Some analysts are saying that while the move is not great enough to make a significant difference to monetary conditions, it is a sign of bigger, more forceful acts of stimulus to come. Changes to policy rates, they claim, are often used in part to indicate that other adjustments to things like bank loan quotas and reserve requirements are just around the corner.
Meanwhile, those who hoped for a slowdown in UK inflation will have been disappointed this morning. The Office for National Statistics (ONS) revealed that the CPI figure for May has remained the same as April, coming in at 8.7% (greater than expectations of 8.4%). The rate continued to surpass the Bank of England’s (BoE) desired 2.0% target, raising worries about its persistence, and creating added pressure for policymakers to sustain the ongoing tightening efforts of the bank.
Such a move, or rather lack of, will be closely watched by the BoE ahead of their meeting to discuss interest rates this Thursday. As the BoE have been rolling out a host of measures to cool inflation over the past few months, the latest figure most likely indicates that another interest rate rise is on the horizon.

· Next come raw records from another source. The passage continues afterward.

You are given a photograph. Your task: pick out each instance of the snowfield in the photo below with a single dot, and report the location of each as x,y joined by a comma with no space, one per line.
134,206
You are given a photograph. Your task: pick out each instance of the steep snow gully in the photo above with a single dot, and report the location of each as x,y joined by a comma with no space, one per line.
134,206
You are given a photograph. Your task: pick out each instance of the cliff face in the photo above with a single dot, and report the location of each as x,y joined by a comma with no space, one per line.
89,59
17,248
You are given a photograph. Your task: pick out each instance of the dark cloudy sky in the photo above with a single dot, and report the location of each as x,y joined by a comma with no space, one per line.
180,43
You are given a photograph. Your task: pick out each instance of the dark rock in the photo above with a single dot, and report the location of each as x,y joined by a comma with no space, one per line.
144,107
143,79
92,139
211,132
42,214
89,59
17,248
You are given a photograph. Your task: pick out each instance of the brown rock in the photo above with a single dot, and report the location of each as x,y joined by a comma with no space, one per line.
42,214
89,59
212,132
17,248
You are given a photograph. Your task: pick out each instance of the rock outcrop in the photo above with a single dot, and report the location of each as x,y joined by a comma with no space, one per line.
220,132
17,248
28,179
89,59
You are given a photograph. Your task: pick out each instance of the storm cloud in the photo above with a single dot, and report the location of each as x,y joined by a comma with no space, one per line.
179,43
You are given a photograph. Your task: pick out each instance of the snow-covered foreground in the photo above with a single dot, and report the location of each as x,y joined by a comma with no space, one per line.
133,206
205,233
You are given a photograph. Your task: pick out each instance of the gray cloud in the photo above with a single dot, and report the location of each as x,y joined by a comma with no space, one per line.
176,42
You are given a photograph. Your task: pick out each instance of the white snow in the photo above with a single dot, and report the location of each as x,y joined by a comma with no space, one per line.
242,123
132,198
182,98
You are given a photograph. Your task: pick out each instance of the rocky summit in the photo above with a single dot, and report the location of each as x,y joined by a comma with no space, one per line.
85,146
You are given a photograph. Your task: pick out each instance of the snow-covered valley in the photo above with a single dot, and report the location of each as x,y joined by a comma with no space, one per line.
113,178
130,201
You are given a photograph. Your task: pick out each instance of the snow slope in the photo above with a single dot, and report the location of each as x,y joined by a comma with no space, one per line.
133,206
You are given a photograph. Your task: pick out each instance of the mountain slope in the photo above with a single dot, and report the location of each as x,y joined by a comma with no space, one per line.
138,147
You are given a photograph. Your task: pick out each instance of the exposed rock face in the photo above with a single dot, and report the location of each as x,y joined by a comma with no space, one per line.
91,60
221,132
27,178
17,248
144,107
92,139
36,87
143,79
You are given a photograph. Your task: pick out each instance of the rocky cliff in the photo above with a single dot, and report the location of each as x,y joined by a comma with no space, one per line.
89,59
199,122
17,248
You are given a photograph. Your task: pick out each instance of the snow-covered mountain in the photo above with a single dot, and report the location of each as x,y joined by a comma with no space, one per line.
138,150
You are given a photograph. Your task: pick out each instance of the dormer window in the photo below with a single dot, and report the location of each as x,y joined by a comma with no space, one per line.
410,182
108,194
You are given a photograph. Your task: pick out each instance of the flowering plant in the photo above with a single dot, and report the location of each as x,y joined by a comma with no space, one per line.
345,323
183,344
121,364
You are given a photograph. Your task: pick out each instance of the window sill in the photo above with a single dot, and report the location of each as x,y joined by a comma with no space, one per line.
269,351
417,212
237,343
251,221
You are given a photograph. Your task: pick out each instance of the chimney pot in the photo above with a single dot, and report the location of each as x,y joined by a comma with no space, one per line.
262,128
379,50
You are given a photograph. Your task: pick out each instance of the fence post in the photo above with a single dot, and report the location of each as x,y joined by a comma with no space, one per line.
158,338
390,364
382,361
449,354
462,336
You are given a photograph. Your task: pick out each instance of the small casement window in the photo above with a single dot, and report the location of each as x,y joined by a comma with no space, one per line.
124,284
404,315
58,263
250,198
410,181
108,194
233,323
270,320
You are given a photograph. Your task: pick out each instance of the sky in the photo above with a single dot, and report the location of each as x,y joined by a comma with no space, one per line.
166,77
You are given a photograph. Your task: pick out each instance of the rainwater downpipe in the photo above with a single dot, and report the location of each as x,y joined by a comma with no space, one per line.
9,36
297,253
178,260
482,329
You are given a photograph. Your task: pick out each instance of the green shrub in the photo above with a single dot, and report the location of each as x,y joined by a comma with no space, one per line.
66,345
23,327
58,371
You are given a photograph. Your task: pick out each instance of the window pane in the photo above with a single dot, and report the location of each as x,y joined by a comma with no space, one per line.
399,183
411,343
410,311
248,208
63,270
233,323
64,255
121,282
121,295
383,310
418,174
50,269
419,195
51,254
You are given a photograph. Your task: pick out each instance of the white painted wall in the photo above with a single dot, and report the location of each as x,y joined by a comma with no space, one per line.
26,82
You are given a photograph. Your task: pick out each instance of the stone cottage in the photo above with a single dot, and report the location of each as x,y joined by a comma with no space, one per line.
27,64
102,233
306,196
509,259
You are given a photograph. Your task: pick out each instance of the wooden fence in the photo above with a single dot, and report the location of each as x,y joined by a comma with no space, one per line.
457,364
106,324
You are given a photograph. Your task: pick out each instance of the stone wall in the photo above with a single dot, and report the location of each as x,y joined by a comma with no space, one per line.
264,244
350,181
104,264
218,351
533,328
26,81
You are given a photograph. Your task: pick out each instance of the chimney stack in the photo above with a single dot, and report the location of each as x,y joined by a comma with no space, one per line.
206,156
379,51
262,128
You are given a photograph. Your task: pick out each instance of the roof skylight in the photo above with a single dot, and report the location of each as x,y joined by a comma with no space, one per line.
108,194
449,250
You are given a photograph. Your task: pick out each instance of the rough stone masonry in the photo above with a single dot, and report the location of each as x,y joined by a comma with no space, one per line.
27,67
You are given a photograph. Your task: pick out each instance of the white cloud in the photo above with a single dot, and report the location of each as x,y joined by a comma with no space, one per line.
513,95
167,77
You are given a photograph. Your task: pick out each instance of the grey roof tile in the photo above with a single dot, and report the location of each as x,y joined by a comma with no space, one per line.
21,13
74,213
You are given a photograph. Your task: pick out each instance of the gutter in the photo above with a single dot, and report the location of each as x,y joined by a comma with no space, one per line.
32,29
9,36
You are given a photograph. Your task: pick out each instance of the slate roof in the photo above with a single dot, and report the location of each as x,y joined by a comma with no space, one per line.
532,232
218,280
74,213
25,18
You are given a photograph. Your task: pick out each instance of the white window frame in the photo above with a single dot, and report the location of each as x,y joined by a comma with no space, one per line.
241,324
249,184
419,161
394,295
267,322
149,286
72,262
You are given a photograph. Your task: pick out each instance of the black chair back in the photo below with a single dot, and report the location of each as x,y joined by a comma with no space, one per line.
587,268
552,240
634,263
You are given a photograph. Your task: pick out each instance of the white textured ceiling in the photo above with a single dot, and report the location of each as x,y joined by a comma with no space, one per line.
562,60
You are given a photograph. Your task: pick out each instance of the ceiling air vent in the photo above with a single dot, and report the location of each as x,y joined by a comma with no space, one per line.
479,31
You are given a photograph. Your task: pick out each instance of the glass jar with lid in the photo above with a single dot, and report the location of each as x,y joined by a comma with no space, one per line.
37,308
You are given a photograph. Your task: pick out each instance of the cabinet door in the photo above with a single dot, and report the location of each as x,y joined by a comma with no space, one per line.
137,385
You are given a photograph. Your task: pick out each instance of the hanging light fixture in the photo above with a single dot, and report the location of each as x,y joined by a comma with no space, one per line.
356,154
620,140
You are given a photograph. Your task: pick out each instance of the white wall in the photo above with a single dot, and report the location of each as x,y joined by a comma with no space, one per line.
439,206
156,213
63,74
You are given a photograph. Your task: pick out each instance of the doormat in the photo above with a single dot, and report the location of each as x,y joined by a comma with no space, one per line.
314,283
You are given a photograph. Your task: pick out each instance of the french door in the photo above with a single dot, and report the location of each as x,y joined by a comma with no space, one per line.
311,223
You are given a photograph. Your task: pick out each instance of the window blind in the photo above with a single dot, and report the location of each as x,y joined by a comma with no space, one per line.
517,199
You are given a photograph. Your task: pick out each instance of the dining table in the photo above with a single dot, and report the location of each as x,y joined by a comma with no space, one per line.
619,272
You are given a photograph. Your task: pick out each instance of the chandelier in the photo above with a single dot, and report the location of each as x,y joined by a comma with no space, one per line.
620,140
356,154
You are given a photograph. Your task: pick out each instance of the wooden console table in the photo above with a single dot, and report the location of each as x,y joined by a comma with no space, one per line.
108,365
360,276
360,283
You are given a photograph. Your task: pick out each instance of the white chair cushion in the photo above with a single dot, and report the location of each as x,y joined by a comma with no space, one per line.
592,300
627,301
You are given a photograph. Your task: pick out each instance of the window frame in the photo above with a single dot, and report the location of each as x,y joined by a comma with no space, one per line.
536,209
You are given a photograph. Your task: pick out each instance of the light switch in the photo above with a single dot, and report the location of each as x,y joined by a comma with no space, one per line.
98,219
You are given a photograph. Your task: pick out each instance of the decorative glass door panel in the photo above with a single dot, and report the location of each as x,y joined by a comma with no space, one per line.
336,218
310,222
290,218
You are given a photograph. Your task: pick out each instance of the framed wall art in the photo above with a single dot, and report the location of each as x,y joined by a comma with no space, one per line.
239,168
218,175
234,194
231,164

Rising costs in the UK may be accompanied by an additional Brexit surcharge, adding to the financial burden for households and businesses. According to the ONS, rising prices for “air travel, recreational, cultural goods & services” helped keep prices higher.
Looking to the week ahead, we have Fed Chair Jay Powell’s Testimony, as always investors will be looking for clues on future monetary policy. We also have the BoE’s latest decision on base rates, US Manufacturing and Services PMI, and UK retail sales.